“Ada komunikasi yang sedang berlangsung dengan beberapa negara dan mediator untuk menghidupkan kembali negosiasi ini. Kami siap melanjutkan upaya tersebut, tetapi yang lebih penting adalah melihat kemauan nyata dari pihak pendudukan untuk menghentikan agresi,” kata Hayya.
“Kenyataannya menunjukkan bahwa Netanyahu yang menghambat proses ini,” tambahnya.
Netanyahu, dalam kunjungannya ke Gaza pada Selasa (19/11/2024), menyatakan bahwa Hamas tidak akan lagi menguasai wilayah tersebut setelah perang berakhir, dan Israel telah menghancurkan kemampuan militer kelompok tersebut. Netanyahu juga menegaskan bahwa Israel belum menyerah dalam upaya menemukan 101 sandera yang masih diyakini berada di Gaza dan menawarkan hadiah US$5 juta untuk pengembalian setiap sandera.
Hamas menginginkan kesepakatan yang mengakhiri perang, membebaskan sandera Israel dan asing yang ditahan di Gaza, serta tahanan Palestina yang dipenjara oleh Israel. Sementara itu, Netanyahu menegaskan bahwa perang hanya akan berakhir jika Hamas benar-benar diberantas.
Qatar, mediator utama gencatan senjata bersama Mesir, menyatakan telah memberi tahu Hamas dan Israel bahwa mereka akan menghentikan upaya mediasi jika kedua pihak yang bertikai tidak menunjukkan “kemauan dan keseriusan” untuk mencapai kesepakatan. Al-Ansari menyebutkan bahwa kantor Hamas dibentuk untuk memfasilitasi upaya mediasi guna mengakhiri perang di Gaza.

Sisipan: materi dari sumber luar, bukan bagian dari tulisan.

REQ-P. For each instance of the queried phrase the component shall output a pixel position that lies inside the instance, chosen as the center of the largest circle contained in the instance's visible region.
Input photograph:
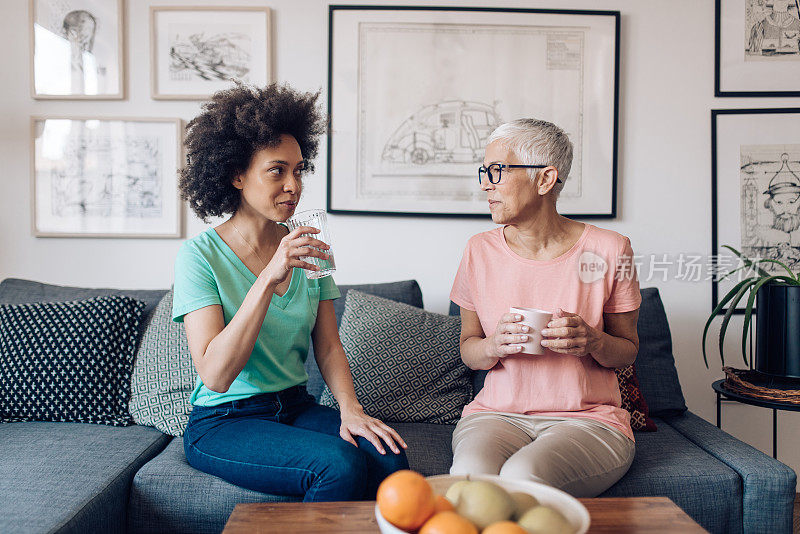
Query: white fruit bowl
(569, 506)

Hayya menambahkan bahwa Hamas menyambut proposal Mesir agar mereka membentuk komite administratif bersama dengan Fatah, kelompok rival yang dipimpin Presiden Mahmoud Abbas, untuk mengelola Gaza. Namun, kesepakatan final belum tercapai. Israel menolak peran apa pun bagi Hamas dalam pemerintahan Gaza pasca-perang dan juga tidak mempercayai Otoritas Palestina pimpinan Abbas untuk mengambil alih kendali wilayah tersebut.